Michael Young's latest is worth a read. Much of his points, puncturing many a trendy idiocy, have been raised here in the past:

[T]he rationale for Syrian-Israeli peace talks rests on a bed of myths. Syria's regime may be secular, but it has built long-term alliances mainly with Islamist regimes and groups, such as Iran, Hizbullah, and Hamas. When possible, as in the case of Fatah al-Islam, Syria has created or overseen militant Islamist groups, while Al-Qaeda operatives caught in Iraq will routinely describe their training and passage through Syria, usually via networks linked to the country's intelligence services. Given all this, the Assad regime's "secularism" seems irrelevant.

What about Syria's purported willingness to break off from Iran? Syrian officials have repeatedly affirmed that Iran is more than an ally; it is a strategic partner. However, optimists on Syrian-Israeli negotiations write this off as a Syrian bargaining step, a case of upping the ante before an eventual divorce from Tehran. In fact nothing suggests Syria is lying. Assad is wagering heavily that Iran will emerge as the regional superpower, which is precisely why he has been so willing to risk his Arab relationships lately in Tehran's favor. Logic, too, indicates a Syrian-Iranian split is not in the cards. Its close ties with Iran are what make Syria sought-after. If those ties disappear, Syria's sway would markedly decline.

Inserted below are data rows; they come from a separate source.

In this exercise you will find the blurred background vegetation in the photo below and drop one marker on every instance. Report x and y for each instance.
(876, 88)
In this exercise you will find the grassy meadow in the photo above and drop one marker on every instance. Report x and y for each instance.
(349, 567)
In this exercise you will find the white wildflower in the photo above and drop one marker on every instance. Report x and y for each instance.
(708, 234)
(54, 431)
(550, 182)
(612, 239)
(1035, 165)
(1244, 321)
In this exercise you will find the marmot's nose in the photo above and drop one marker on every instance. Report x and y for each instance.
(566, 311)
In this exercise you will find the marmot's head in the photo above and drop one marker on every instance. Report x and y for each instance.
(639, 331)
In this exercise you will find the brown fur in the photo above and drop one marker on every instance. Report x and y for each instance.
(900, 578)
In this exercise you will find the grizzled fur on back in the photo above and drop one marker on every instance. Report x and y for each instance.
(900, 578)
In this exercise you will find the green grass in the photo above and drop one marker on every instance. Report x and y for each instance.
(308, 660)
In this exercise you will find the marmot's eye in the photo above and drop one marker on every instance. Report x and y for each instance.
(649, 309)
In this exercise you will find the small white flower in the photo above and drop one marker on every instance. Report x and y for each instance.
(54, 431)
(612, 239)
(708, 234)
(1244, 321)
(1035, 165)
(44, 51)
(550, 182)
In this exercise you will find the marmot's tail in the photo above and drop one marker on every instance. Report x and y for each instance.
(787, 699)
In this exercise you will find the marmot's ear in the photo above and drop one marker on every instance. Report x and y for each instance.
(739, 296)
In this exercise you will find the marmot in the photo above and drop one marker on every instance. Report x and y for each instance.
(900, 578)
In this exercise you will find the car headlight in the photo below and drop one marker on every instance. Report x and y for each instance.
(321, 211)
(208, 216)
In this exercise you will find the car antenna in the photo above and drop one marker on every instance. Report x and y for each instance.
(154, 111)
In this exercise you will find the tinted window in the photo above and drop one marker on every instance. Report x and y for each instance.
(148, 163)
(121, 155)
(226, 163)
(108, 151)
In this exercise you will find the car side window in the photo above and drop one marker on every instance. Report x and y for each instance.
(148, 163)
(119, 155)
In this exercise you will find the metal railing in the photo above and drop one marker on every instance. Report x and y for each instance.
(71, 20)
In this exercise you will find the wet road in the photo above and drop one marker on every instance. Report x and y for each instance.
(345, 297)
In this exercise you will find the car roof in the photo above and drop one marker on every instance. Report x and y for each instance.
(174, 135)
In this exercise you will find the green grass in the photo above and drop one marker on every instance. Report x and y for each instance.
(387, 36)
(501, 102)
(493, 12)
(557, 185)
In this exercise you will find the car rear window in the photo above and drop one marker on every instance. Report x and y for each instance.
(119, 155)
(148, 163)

Which brings us to the third issue: control over Hizbullah. A sudden downgrading of the Syrian-Iranian relationship would indeed leave Damascus with little regional sway, except if one thing happens: Syria returns its soldiers to Lebanon, taking the clock back to where it was before 2005. Israel would have no problems with this, and was never enthusiastic about the so-called Cedar Revolution. The only thing is, the Israelis forget that Hizbullah built up its vast weapons arsenal under Syria's approving eye. Far from imposing its writ on Hizbullah in order to eventually disarm the group, Syria has every incentive to keep the Hizbullah threat alive as leverage so that it remains indispensable.

That leads us to an obvious but seldom considered truth. Syria will not engage in serious negotiations with Israel unless it first manages to reimpose its hegemony in Lebanon. Without Lebanon in hand, Damascus has no real cards to play when haggling with the Israeli government, which has already demanded as a precondition for peace talks that Syria end its affiliation with Iran, Hamas and Hizbullah.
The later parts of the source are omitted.